In many ways I think he's right, and it would explain Apple's last few years of neglect very nicely. I think one could describe John's idea that apps have "internal consistency" more aptly by saying that we're moving away from a system-wide metaphor ("all open windows are documents on a desk!") to application-specific metaphors. We started seeing this with QuickTime, I think -- a radical departure from UI standards at the time.

Today we have applications like Delicious Library, Disco and to a lesser extent Voice Candy, iTunes and Awaken that break some minor and some major UI conventions, but all adhere to their own metaphors.

I think we've had indicators of this happening sooner or later as early as the 1980's. Games have always had their own UI's, be it as simple as differing menus but similar controls, all the way down to incredibly intricate and unique ways to control and take in information.

What we're seeing now is that, like John said, we're post-conformity in many ways. All signs point to different UI's depending on apps. Just look at Time Machine, Dashboard and Garageband.

Since people can, and have, obviously migrated from OS 9 to OS X 10.1 through 10.4 and will soon jump onto the yet-again differing 10.5...

And since people can, and have, obviously migrated from Windows 3.11 to Win95 through WinXP and are now making the jump to Vista... Can we stop arguing over what shade of Aqua "has to" be used? Nothing looked the same yesterday, but we're just as, if not more, productive today. Despite UI-inconsistency between upgrades and applications.

sinisterdesign
www.golfbuzz.com
22 Jun 2007, 9:16 a.m.

i can't vouch for linux pandering to the windows crowd, as gareth states, but i have noticed that 10.5 is taking cues from the "more is more" approach of Vista. i'm REAALLLLY disappointed in the useless & junky additions to the UI in 10.5

was our dock really that boring that it need a floor? personally, i use haxies to get rid of the semi-opaque white background & lines around my icons anyhow. please, Unsanity, start working on a haxie for 10.5. also, the semi transparent menu bar is just awful. why? because Vista has hard to read, gray bars everywhere?

Cupertino, turn off your photocopiers...

Steinblogger
http://www.steinblogger.com
22 Jun 2007, 10:46 a.m.

I was happy to attend this evening as well.
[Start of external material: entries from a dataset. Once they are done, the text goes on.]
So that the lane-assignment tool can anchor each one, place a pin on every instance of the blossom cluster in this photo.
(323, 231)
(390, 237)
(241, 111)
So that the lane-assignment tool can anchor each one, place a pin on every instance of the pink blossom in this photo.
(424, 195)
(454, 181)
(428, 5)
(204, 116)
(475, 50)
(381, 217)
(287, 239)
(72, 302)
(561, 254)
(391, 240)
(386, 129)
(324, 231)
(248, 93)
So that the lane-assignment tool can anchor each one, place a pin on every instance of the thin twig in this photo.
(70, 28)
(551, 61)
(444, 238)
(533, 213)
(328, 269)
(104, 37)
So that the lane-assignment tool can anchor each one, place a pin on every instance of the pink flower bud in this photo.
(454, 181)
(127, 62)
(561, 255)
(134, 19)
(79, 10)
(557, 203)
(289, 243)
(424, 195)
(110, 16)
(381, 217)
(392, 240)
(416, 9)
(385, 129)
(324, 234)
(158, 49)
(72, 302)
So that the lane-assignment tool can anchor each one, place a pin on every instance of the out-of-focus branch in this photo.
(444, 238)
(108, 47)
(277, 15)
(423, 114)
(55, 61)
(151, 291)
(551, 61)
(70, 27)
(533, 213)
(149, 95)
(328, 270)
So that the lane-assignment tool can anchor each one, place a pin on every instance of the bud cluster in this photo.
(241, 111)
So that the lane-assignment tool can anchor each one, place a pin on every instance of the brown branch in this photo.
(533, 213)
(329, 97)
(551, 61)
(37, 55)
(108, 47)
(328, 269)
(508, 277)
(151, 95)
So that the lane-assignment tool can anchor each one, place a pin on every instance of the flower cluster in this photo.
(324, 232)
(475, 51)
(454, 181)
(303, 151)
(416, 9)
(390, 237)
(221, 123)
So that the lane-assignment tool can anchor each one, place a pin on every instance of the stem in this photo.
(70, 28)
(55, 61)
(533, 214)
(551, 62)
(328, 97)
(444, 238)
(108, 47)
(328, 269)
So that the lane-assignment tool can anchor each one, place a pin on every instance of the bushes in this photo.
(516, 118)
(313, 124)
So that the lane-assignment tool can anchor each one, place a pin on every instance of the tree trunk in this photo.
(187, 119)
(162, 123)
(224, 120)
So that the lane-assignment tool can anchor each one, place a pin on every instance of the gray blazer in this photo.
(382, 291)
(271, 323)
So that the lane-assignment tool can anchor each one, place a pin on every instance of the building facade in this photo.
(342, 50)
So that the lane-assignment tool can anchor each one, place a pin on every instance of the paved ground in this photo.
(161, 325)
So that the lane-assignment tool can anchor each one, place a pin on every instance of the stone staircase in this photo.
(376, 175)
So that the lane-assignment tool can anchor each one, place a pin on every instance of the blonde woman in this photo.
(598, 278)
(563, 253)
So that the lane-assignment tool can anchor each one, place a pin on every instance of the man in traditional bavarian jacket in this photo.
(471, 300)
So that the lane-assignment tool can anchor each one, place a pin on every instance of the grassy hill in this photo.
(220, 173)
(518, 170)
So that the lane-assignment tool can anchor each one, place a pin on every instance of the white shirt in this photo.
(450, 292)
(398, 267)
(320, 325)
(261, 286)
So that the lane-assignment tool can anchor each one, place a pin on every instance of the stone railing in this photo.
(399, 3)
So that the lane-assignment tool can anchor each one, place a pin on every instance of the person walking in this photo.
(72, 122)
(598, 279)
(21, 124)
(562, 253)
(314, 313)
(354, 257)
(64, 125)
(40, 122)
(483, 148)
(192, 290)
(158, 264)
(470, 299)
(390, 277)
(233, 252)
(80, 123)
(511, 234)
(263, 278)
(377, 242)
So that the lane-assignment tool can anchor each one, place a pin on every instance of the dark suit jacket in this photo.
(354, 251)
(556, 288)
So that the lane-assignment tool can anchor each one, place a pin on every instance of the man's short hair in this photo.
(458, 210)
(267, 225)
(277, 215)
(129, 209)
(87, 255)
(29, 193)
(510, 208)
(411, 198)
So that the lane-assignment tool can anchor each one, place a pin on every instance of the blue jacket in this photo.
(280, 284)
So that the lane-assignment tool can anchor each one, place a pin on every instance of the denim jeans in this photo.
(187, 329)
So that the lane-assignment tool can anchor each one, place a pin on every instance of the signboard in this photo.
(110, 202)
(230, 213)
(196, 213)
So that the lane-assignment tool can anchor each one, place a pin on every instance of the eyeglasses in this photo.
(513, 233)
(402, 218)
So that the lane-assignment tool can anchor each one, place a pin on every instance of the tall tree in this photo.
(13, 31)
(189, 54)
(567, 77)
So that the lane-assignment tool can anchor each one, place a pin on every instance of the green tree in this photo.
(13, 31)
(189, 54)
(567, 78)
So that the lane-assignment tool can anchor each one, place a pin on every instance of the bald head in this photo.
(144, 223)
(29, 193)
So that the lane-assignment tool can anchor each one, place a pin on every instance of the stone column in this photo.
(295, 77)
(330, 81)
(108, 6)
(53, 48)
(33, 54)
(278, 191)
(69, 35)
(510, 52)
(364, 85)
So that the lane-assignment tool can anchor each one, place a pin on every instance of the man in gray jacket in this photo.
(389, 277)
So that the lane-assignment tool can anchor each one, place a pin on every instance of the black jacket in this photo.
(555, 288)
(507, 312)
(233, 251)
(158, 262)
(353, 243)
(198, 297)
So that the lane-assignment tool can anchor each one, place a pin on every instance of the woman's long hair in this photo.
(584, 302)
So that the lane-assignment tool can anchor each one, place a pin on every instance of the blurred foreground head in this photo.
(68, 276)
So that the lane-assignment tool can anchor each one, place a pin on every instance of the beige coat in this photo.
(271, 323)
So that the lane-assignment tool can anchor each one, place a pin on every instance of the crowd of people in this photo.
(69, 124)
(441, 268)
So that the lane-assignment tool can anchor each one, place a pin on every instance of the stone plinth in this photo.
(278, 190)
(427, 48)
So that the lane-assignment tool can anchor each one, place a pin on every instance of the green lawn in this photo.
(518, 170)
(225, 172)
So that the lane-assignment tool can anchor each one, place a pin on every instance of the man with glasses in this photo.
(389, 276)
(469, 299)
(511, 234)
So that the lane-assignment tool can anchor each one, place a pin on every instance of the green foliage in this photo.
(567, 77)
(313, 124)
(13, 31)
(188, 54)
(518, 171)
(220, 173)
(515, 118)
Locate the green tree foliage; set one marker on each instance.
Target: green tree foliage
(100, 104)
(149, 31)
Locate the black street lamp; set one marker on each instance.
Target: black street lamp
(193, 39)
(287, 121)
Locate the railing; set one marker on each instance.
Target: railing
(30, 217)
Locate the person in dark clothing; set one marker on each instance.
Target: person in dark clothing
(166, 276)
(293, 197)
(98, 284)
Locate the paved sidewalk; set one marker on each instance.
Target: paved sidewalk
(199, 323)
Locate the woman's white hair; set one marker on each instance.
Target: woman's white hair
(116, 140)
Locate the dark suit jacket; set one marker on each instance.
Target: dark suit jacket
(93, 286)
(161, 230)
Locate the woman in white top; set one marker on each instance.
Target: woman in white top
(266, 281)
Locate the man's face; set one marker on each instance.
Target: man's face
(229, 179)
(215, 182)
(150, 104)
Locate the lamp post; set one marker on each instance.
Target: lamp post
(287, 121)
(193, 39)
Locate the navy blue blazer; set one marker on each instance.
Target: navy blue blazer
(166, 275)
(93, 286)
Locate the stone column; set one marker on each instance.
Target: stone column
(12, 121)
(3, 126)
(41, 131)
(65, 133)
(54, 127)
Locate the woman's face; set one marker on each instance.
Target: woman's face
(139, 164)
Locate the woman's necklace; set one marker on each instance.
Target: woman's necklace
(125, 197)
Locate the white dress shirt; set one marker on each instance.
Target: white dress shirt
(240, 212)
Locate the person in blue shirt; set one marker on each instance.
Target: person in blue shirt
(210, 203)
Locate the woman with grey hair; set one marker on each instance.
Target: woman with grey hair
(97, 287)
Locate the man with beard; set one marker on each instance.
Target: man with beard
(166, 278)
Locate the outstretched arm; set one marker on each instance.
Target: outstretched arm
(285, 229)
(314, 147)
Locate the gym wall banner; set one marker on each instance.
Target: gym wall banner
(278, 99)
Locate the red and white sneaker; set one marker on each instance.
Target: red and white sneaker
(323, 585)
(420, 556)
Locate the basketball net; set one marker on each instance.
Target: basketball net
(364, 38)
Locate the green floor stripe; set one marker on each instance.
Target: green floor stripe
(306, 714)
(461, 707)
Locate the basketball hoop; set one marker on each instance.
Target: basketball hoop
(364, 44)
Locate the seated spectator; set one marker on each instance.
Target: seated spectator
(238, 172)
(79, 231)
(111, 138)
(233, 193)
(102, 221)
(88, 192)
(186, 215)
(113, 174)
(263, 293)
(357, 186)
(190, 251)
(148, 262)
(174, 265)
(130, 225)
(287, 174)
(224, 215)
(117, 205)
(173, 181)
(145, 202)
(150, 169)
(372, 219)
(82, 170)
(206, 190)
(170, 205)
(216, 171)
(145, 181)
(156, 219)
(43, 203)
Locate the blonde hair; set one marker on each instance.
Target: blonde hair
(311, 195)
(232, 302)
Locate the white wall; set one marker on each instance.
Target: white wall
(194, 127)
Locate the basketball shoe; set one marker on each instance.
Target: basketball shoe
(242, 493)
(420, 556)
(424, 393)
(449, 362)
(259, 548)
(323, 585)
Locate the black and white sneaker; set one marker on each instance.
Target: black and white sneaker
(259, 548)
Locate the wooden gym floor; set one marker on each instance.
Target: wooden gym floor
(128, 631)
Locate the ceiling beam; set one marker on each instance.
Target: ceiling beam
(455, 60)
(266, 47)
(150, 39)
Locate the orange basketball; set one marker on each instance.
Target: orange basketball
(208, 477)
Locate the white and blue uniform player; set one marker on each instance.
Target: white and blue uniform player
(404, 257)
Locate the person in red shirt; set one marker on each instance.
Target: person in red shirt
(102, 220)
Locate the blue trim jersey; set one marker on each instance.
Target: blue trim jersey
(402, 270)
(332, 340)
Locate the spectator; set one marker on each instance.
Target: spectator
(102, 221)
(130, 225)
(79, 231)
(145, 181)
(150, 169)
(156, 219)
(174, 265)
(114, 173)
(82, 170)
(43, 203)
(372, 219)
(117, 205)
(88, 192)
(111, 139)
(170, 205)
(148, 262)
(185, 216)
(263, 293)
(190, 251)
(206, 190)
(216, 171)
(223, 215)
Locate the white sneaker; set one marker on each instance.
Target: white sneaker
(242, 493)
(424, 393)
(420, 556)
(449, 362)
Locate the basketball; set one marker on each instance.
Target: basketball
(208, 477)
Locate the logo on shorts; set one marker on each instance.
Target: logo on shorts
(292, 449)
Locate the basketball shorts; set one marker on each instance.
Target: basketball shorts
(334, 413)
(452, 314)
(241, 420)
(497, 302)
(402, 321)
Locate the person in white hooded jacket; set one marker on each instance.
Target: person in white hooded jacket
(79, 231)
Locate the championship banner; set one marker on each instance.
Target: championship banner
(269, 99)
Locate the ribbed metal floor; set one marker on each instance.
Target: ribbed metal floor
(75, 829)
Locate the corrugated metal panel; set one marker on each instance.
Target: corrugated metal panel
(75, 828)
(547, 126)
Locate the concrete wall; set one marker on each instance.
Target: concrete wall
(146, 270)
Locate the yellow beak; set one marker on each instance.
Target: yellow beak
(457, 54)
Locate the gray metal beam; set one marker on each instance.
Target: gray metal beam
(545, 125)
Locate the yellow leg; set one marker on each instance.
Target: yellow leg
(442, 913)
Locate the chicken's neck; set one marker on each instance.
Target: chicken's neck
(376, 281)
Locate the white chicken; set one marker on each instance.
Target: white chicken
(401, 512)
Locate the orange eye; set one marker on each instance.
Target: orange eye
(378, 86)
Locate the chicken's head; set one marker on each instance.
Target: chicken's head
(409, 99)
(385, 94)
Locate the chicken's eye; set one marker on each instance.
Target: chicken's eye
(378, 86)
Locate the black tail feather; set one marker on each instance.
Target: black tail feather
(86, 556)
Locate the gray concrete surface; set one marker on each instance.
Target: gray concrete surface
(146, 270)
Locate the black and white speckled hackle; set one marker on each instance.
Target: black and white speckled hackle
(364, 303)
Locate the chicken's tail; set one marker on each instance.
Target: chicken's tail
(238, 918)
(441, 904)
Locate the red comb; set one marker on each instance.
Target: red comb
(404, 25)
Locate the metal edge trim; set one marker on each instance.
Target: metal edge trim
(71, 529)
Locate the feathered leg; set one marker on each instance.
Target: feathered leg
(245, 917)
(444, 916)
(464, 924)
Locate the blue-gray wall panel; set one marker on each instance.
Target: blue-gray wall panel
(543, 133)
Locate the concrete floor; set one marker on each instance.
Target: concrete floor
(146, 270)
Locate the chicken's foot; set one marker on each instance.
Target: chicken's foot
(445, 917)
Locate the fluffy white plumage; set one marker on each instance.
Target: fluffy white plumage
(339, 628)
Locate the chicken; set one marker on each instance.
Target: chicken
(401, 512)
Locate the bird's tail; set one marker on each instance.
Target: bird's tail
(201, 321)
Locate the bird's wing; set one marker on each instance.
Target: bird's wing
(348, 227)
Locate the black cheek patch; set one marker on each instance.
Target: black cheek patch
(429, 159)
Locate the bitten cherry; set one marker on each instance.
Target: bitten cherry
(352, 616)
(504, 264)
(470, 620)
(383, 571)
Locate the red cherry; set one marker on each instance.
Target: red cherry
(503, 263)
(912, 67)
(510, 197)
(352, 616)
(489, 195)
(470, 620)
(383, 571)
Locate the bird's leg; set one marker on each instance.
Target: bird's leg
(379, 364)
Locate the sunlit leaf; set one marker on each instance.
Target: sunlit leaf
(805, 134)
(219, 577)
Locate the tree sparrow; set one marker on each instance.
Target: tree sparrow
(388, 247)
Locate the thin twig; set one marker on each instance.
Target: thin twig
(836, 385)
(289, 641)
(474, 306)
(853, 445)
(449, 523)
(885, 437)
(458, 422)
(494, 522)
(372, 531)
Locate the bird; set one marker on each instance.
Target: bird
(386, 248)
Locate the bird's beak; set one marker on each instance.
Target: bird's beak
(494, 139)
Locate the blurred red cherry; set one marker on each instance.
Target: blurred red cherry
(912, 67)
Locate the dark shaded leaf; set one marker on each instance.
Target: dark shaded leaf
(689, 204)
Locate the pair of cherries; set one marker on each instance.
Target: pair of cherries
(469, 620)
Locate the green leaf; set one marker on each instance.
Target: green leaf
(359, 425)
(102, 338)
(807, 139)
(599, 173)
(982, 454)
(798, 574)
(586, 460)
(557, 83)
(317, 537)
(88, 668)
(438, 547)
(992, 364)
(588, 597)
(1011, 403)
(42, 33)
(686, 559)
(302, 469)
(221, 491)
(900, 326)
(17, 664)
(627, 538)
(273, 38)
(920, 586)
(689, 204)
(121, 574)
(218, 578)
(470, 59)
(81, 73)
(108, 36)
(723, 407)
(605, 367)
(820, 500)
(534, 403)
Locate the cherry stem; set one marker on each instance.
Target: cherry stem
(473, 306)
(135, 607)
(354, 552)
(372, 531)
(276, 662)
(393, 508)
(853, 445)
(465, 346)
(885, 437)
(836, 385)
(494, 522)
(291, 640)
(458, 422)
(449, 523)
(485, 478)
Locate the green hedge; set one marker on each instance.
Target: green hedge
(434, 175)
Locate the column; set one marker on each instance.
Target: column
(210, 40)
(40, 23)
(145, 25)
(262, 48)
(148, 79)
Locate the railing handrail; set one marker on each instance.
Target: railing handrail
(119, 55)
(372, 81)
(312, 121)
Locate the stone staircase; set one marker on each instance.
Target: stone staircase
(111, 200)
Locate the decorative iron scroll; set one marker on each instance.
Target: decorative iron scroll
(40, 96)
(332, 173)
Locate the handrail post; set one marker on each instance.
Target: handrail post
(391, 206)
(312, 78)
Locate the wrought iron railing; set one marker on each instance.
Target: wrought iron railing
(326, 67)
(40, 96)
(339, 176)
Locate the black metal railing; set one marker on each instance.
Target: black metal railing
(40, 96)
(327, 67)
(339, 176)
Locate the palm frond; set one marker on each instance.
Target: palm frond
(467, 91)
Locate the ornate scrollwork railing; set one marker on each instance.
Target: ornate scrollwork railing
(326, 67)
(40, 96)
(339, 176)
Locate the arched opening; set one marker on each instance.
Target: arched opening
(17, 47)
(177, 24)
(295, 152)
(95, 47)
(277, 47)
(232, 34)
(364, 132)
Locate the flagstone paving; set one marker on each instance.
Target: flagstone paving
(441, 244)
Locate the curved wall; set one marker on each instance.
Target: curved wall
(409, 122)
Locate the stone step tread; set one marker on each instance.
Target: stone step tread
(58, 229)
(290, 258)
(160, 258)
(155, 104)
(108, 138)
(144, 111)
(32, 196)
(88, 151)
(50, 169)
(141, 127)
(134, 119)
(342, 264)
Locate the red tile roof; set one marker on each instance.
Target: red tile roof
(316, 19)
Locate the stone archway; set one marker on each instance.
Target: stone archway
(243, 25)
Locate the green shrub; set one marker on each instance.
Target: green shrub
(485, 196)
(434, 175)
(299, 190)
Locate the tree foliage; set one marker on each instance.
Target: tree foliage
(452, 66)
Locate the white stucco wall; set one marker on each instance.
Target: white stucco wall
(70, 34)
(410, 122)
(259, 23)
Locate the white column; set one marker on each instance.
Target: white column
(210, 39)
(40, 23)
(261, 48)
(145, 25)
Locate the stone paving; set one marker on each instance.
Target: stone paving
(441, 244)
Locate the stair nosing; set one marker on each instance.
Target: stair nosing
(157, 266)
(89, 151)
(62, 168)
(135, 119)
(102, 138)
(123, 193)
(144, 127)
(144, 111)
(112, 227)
I think an argument can be made that muscle memory can be retrained, especially at simple levels, fairly easily. Even putting your watch on the "wrong wrist" wouldn't take long to get used to. I have a zippered sweater, for instance, that I bought in a men's store but has the zippers reversed (like a woman's shirt). I got used to it very quickly, and although it was frustrating the first couple of times I tried to zip it, my muscles quickly adapted to the motion. Similarly, I think if a whole OS (like the Next example Gruber gave) goes with left-side vertical scrollbars, that is something users will get used to. If it's logical, why not break the convention? I think that's the overrulling principle, coupled with consistency of convention throught an OS and the applications developed for it. It would be bad if some apps within had left-side scrollbars and some had them on the right.

A good real world example given by a friend of mind is the window controls in Windows and Macs. Window's close, minimize, maximize and close buttons are on the right and Mac OS's are on the left. But does anyone who lives in a cross-platform routine (like me) have any trouble closing windows in either? It's certainly no worse than the Command/Control differences in the two.